Que sont devenus les « indésirables français » du camp de Gurs

Le 30 décembre 1940, 96 internés politiques, [liste] sont transférés vers le camp de Nexon (Haute-Vienne), parmi lesquels se trouvent Louis Lecoin et Daniel Renoult. Le lendemain, 23 autres , qualifiés de « repris de justice », sont dirigés vers le centre de séjour surveillé de Sisteron (Basses-Alpes).

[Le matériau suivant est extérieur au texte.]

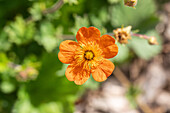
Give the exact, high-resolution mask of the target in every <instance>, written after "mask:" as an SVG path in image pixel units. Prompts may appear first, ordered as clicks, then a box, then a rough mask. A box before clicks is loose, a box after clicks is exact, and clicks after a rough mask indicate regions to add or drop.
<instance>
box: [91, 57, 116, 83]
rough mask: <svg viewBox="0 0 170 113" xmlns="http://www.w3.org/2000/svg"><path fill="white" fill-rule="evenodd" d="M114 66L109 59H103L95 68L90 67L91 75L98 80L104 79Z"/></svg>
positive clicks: (98, 80) (107, 76)
mask: <svg viewBox="0 0 170 113" xmlns="http://www.w3.org/2000/svg"><path fill="white" fill-rule="evenodd" d="M114 68H115V66H114V64H113V63H112V62H111V61H109V60H107V59H104V60H103V61H102V63H101V64H100V65H99V66H98V67H97V68H95V69H92V76H93V78H94V80H96V81H98V82H102V81H105V80H106V79H107V77H109V76H110V75H111V74H112V72H113V70H114Z"/></svg>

4 Commentaires de l'article “« S.O.S. à tous les gens de cœur » – Centre pour « indésirables français » du camp de Gurs”

  1. Labarthe dit :

    Bonsoir.
    Mon grand-père André CAPDUPUY était des 96 transférés de Gurs à Nexon.
    Où ont-ils été envoyés ensuite ?

  2. Jacky Tronel dit :

    Bonjour,
    Votre grand-père fait effectivement partie des 96 « indésirables français » transférés du camp de Gurs vers le camp de Nexon, le 31 décembre 1940. Il figure bien sur cette liste dont j’ai fait état dans un précédent article publié sur ce blog (lien).
    De Nexon, André Capdupuy a soit été dirigé vers un autre centre de séjour surveillé, en métropole, soit transporté vers l’un des bagnes d’Afrique du Nord…
    Dans l’état actuel de mes recherches, je ne peux vous en dire davantage.
    JT

  3. Labarthe dit :

    Merci de cette information.
    Existe t’il des archives liées au camp de Nexon ?

  4. Jacky Tronel dit :

    Bonjour,
    Vous trouverez des fonds intéressants aux Archives départementales de la Haute-Vienne, à Limoges.
    Plus particulièrement dans la série 993 W (Affaires militaires) : 993 W 23 ; 993 W 27 à 78 , 993 W 303,607,779.